Para a professora, ao “submeter o grupo a condições de existência capazes de ocasionar a destruição física parcial ou total” está mais do que claro a existência de “todos os elementos necessários à tipificação de crimes contra a humanidade na resposta do Governo brasileiro à covid-19: intenção, plano e ataque sistemático.” Desse modo “[...] é preciso investigar a acusação de genocídio com relação ao presidente do Brasil.”

Jair Bolsonaro é um “invento” saído da artimanha político jurídica de uma Operação indecorosa, um “aparato” da extrema direita indiferente ao sofrimento alheio, de conduta política funesta e inabilidade estrutural para o mandato popular no mais alto e nobre cargo de comando do país.

A Armênia, com um só projétil, deflagrado pela narrativa carregada de luto de Salomon, conseguiu trazer para o julgamento, não o jovem que puxou o gatilho, mas uma tragédia que massacrou um povo inteiro.

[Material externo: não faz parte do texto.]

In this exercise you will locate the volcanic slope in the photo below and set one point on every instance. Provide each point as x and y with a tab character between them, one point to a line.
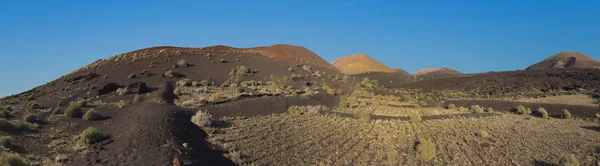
129	92
566	60
436	73
363	66
359	64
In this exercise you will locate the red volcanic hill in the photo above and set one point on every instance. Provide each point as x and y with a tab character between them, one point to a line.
436	73
360	64
566	60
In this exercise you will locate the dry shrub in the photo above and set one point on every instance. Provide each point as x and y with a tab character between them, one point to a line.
331	91
482	133
567	114
91	115
91	135
13	159
73	110
202	119
363	115
425	149
31	118
542	112
569	160
451	106
415	117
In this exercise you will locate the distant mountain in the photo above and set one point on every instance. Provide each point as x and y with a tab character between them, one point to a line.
360	64
566	60
436	73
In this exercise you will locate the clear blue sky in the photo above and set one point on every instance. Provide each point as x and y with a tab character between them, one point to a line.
42	40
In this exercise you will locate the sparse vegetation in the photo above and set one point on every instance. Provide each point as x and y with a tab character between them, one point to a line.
451	106
482	133
542	113
131	76
476	109
182	63
137	98
34	105
123	91
363	115
74	110
415	117
569	160
567	114
521	110
31	118
425	149
91	115
12	159
6	141
202	119
91	135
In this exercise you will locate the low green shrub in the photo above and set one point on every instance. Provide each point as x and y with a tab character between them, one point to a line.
73	111
91	115
415	117
569	160
13	159
482	133
476	109
451	106
91	135
363	115
542	112
567	114
6	141
425	149
34	105
31	118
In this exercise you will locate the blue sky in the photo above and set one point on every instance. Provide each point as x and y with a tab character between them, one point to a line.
42	40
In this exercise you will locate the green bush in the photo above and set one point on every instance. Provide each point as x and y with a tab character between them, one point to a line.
482	133
34	105
16	125
91	115
415	117
294	110
567	114
542	112
451	106
363	115
425	149
31	118
12	159
569	160
73	111
476	109
137	98
521	110
182	63
91	136
6	141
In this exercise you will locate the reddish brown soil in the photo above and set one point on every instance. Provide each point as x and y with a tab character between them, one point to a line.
151	134
436	73
566	60
499	83
359	64
554	110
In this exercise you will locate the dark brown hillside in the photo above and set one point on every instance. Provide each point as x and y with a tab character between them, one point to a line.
147	133
498	83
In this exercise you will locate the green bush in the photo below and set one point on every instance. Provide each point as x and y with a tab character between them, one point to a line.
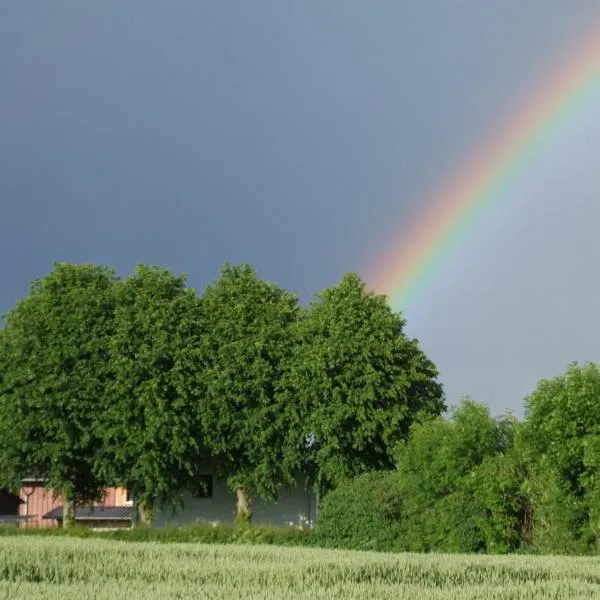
362	514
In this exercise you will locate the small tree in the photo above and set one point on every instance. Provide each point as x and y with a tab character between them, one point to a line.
247	424
360	382
561	433
461	484
55	373
151	442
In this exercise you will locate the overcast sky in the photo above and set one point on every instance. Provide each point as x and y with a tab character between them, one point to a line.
302	137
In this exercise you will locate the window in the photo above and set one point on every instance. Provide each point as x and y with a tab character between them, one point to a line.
204	487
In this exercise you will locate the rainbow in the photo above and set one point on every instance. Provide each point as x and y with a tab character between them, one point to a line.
409	264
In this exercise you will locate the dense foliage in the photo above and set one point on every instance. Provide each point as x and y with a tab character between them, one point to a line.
360	381
363	513
142	382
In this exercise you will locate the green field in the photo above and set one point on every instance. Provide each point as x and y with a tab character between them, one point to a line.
71	568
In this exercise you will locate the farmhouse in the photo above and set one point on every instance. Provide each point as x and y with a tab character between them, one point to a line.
37	506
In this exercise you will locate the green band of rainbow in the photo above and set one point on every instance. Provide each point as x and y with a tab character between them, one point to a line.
406	267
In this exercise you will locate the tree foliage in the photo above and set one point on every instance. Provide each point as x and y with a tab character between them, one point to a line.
360	382
562	433
248	339
151	441
55	373
460	491
363	513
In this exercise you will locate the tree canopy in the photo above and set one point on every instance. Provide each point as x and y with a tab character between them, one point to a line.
360	382
150	440
55	374
247	341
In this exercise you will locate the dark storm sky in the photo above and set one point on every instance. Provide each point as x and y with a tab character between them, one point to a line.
300	137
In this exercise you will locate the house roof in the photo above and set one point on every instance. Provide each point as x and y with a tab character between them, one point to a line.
95	513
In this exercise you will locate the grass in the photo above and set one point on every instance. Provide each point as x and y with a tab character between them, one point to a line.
65	568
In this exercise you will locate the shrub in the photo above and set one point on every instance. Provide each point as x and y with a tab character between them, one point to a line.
362	513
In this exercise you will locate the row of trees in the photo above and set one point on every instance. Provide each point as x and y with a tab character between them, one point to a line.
141	381
473	483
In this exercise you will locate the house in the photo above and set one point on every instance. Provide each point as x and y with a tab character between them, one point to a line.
214	502
40	507
9	508
295	507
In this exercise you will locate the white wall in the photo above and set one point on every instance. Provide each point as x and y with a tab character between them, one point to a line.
295	506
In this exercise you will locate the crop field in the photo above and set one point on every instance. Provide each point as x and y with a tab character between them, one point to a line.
71	568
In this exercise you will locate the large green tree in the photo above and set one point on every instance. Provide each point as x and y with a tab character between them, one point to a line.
151	442
55	375
360	382
248	424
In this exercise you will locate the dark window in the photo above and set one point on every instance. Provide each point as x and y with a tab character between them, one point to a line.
204	487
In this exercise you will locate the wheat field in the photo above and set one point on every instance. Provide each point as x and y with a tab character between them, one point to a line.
71	568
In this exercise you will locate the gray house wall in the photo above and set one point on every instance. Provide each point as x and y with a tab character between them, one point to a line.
295	506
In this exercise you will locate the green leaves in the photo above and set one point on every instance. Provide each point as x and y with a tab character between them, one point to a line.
360	382
55	374
150	438
248	339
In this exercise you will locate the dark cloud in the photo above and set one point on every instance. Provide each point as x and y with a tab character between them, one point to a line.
300	137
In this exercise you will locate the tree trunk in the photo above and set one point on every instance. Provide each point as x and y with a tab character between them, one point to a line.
146	514
68	513
244	508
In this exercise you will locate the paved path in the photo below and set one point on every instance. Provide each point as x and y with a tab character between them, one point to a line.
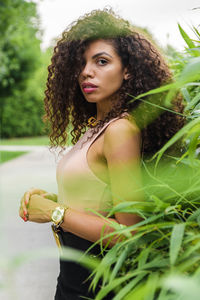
35	279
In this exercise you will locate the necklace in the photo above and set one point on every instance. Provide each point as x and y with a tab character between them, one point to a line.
92	122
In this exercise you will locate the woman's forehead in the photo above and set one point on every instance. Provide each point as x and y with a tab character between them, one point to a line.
100	46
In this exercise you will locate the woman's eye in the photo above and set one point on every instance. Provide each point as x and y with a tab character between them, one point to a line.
102	62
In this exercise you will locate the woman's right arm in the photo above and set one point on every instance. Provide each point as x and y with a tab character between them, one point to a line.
26	198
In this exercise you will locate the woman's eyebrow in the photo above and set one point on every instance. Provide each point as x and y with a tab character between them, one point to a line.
100	53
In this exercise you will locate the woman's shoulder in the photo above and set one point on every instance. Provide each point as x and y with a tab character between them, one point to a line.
120	131
126	123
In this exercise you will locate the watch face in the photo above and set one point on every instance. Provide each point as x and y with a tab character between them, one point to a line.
57	214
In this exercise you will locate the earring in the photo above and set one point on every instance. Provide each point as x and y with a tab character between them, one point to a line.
92	122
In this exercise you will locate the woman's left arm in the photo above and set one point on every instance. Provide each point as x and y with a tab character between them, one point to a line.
122	152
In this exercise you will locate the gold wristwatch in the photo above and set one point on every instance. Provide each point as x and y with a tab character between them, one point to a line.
57	216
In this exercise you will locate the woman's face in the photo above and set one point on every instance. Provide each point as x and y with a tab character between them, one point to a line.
103	72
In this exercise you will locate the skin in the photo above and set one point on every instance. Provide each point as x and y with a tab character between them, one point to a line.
103	68
119	146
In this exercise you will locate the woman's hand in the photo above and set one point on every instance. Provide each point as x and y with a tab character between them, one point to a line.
39	209
26	198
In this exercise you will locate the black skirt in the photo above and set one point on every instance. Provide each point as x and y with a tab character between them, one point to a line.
72	282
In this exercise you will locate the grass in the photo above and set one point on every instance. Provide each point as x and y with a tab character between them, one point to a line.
8	155
30	141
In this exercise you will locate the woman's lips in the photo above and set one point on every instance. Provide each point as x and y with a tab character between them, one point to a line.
89	90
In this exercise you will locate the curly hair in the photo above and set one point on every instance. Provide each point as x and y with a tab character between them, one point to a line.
65	104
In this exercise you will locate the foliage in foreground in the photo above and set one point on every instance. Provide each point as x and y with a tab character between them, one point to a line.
162	259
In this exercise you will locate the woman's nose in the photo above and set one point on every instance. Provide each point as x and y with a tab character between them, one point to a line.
87	71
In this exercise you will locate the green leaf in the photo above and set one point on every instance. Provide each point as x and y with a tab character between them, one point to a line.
193	102
175	242
175	138
124	291
187	39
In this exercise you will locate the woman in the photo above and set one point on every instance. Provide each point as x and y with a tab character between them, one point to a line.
98	63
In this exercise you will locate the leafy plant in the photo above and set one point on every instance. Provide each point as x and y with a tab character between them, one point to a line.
162	259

O Brasil precisa colocar no “banco dos réus” o protagonista que consegue sepultar, em uma crise sanitária, mais de 300 mil corpos, enlutar milhares de famílias, destituir o país da dignidade política, fazer ruírem marcos civilizatórios que a história da nossa ancestralidade legou às gerações presentes e futuras.

Isso é genocídio. E quem assim age é genocida.